As we sit down together at this meal, with the Lord Jesus at the head of the table, we are partaking of a very simple meal—bread and wine. Because of this we may mistakenly forget one of the most important features of food and drink, which is the wonderful blessing of aroma. Smell is essential to what we call eating and drinking. You know what it is like to eat when you have a terrible cold—nothing tastes.
So what is the aroma here? That is simply another way of asking how this meal should taste. Just as St. Paul teaches us that we are the one loaf, and that we are the one body, so in another place he teaches that we are the aroma, we are the taste. The King James says that we are “a sweet savour of Christ” (2 Cor. 2:15). Other translations render this as aroma—showing the connection between aroma and savor. We cannot savor food without smelling it.
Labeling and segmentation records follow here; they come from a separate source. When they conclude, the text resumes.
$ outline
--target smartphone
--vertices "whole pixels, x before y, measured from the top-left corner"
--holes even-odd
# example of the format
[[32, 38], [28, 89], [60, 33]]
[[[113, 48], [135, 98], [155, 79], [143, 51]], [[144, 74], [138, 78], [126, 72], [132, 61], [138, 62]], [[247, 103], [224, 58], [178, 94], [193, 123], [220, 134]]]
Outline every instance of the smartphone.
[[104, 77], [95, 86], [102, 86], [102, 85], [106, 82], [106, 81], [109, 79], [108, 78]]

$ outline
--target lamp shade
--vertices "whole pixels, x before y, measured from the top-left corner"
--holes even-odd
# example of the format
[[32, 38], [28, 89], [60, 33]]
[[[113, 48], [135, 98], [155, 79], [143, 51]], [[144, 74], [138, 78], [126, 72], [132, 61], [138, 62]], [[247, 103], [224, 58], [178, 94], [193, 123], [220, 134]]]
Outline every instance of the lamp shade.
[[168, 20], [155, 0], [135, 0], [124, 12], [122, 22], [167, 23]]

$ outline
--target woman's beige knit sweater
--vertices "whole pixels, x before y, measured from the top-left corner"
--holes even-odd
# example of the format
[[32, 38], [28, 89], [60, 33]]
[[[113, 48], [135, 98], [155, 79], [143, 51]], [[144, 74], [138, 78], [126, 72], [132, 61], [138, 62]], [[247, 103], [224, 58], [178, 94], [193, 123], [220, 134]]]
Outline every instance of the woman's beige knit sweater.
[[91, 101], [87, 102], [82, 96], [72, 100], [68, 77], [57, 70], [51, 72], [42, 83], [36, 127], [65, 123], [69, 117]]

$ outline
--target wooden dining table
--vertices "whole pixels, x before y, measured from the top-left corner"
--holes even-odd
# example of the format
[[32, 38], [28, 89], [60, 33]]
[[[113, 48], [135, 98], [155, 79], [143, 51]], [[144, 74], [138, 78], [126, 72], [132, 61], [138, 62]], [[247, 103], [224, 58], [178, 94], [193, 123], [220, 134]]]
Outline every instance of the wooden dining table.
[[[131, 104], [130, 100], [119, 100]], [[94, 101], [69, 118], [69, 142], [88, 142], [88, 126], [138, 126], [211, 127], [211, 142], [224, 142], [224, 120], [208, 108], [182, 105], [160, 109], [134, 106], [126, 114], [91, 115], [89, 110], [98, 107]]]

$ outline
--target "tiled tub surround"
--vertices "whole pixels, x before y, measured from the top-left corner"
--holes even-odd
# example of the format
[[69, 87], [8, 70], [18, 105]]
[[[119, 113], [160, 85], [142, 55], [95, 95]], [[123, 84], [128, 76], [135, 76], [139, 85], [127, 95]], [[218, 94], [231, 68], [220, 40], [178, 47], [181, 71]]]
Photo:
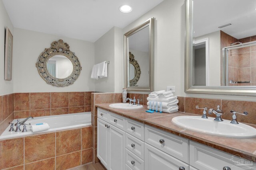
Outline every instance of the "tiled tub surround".
[[13, 93], [0, 96], [0, 135], [14, 119]]
[[14, 94], [14, 118], [91, 111], [91, 92]]
[[65, 170], [92, 162], [92, 134], [90, 126], [0, 141], [0, 169]]
[[[109, 105], [109, 104], [96, 104], [96, 106], [230, 154], [238, 154], [242, 158], [256, 162], [256, 138], [236, 139], [216, 137], [183, 129], [171, 122], [172, 119], [176, 116], [197, 115], [181, 111], [172, 113], [149, 113], [145, 111], [147, 110], [146, 106], [141, 109], [128, 110], [114, 109], [110, 107]], [[255, 125], [249, 125], [256, 127]]]

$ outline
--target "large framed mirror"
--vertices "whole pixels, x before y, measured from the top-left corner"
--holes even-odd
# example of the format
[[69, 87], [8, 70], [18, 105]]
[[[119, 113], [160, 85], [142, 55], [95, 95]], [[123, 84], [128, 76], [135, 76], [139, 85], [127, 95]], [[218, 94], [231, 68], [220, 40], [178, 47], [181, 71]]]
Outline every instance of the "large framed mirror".
[[255, 5], [186, 0], [186, 92], [256, 96]]
[[128, 90], [154, 90], [154, 20], [150, 18], [124, 35], [124, 86]]
[[58, 87], [72, 84], [77, 79], [82, 66], [75, 53], [62, 39], [54, 41], [39, 55], [36, 66], [48, 84]]

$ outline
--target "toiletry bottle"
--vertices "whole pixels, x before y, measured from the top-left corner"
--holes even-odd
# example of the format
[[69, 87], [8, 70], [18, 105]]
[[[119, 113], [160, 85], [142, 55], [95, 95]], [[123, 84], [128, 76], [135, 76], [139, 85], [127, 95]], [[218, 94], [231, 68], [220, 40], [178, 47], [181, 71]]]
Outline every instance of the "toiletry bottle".
[[126, 103], [126, 99], [127, 98], [127, 89], [125, 88], [123, 88], [122, 94], [123, 99], [123, 103]]

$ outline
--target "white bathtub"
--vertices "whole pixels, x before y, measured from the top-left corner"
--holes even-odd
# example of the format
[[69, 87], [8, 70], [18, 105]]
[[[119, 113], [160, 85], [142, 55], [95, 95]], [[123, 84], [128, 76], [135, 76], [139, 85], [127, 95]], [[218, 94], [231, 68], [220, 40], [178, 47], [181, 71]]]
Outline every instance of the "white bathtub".
[[[20, 121], [21, 121], [24, 119], [20, 119]], [[12, 121], [12, 123], [15, 124], [17, 123], [17, 120], [16, 119], [14, 119]], [[28, 124], [30, 123], [31, 125], [41, 123], [48, 123], [50, 126], [50, 129], [40, 132], [40, 133], [44, 133], [90, 125], [92, 125], [91, 120], [91, 112], [90, 111], [36, 117], [34, 117], [33, 119], [29, 119], [25, 123]], [[9, 125], [0, 136], [0, 140], [28, 136], [34, 134], [31, 131], [29, 125], [26, 125], [28, 131], [26, 132], [9, 132], [10, 126], [10, 125]], [[14, 130], [16, 129], [16, 127], [15, 126], [14, 127]], [[21, 126], [20, 129], [22, 131], [23, 129], [23, 126]]]

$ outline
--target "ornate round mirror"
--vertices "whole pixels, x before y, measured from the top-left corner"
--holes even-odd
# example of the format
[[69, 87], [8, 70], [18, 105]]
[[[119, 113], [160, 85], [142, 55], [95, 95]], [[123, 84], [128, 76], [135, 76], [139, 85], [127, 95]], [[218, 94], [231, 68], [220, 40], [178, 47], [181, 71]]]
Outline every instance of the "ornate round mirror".
[[130, 77], [129, 85], [130, 86], [136, 86], [140, 77], [141, 72], [139, 63], [134, 59], [134, 56], [130, 52], [129, 52], [129, 61]]
[[77, 57], [62, 39], [51, 45], [40, 54], [36, 63], [39, 74], [53, 86], [64, 87], [72, 84], [82, 70]]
This is the savor of “his knowledge by us” (v. 14). The Lord Jesus was bruised for our iniquities. As the Puritan Thomas Watson observed, it is when spices are bruised that they give off their aroma. As we follow in our imitation of Christ, when we surrender for others, sacrifice for others, lay down our lives for others, it is in this way that we manifest the aroma of life unto life. For those who are perishing, it is a stench, but this is only because they have no stomach for the bread of life, and have no taste for the wine that washes away every bitter taste that sin leaves in the mouth.
This meal is supposed to have an aroma. When we gather together in love like this, that aroma should strike us in the face when we enter the room. You know what it is like to walk into a home where the cook has been doing wonderful things all day. This service should far surpass that—love smells and tastes like nothing else. All the delightful smells that you have ever encountered together with food are just faint types and shadows. They point to this; in some small way they smell like this.